Jetson AGX Xavier INT8 Performance

Hi, I’m running inference on a CV image detection network on Xavier in INT8 on batch size 1. I’m converting from an Onnx model to TensorRT using the sample function provided. When I ran inference through nvprof, I saw around the same range of performance between the FP16 and INT8 versions, and I also noticed an incredibly high number of memcpy calls in the INT8 version (but same total times.) INT8 is supported by Xavier, but I don’t see any speedup? Using TRT, cuda10.

Clarification appreciated, thank you.


Have you maximized the CPU/GPU clocks first?

sudo ./

Could you share which model do you test with us?
Here is our benchmark result for the Jetson Xavier:

You can check if you have the similar result with ours first.

I have maximized clocks.

The benchmarks results for resnet-50 using caffe models and bs=1 are fine, I get ~2ms for int8 and ~3ms for fp16. It says there is no onnx model support for int8.

I cannot share the model right now, but I went and checked the gpu trace and it seems like I’m getting a lot of tensor conversions (cuInt8::nchwToNcqhw4 and vice versa). About four times as many on int8 as on fp16. Is there a function that forces the conversion for int8? Each conversion takes about as long as the computation.

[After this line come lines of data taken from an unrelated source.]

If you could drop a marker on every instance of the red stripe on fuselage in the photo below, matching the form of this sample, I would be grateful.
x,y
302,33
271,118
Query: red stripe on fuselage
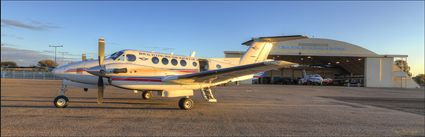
x,y
138,79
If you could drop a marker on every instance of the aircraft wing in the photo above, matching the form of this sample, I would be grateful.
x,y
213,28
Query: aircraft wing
x,y
225,74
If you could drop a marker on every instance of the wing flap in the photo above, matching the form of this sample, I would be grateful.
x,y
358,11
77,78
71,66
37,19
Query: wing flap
x,y
225,74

I see the conversion between some cudnn calls (trt_volta_int8x4_icudnn_int8x4) and this (ZN6thrust8cuda_cub4core13_kernel_agentINS0_14__parallel_for16ParallelForAgentINS0_11__transform17unary_transform_fIPKfPfNS5_14no_stencil_tagEZN21FancyActivationPlugin9doEnqueueIfEEiiPKPKvPPvSH_P11CUstream_stEUlfE_NS5_21always_true_predicateEEElEESN_lEEvT0_T1), which seems like a input enqueue? Could I solve the problem by restructuring my data inputs?

Thanks for the prompt response.


For Caffe frameworks, you can feed the caffemodel into TensorRT directly.
It’s no required to convert it into onnx model.

Please try to convert the TensorRT engine from caffemodel first. It may give you a better performance.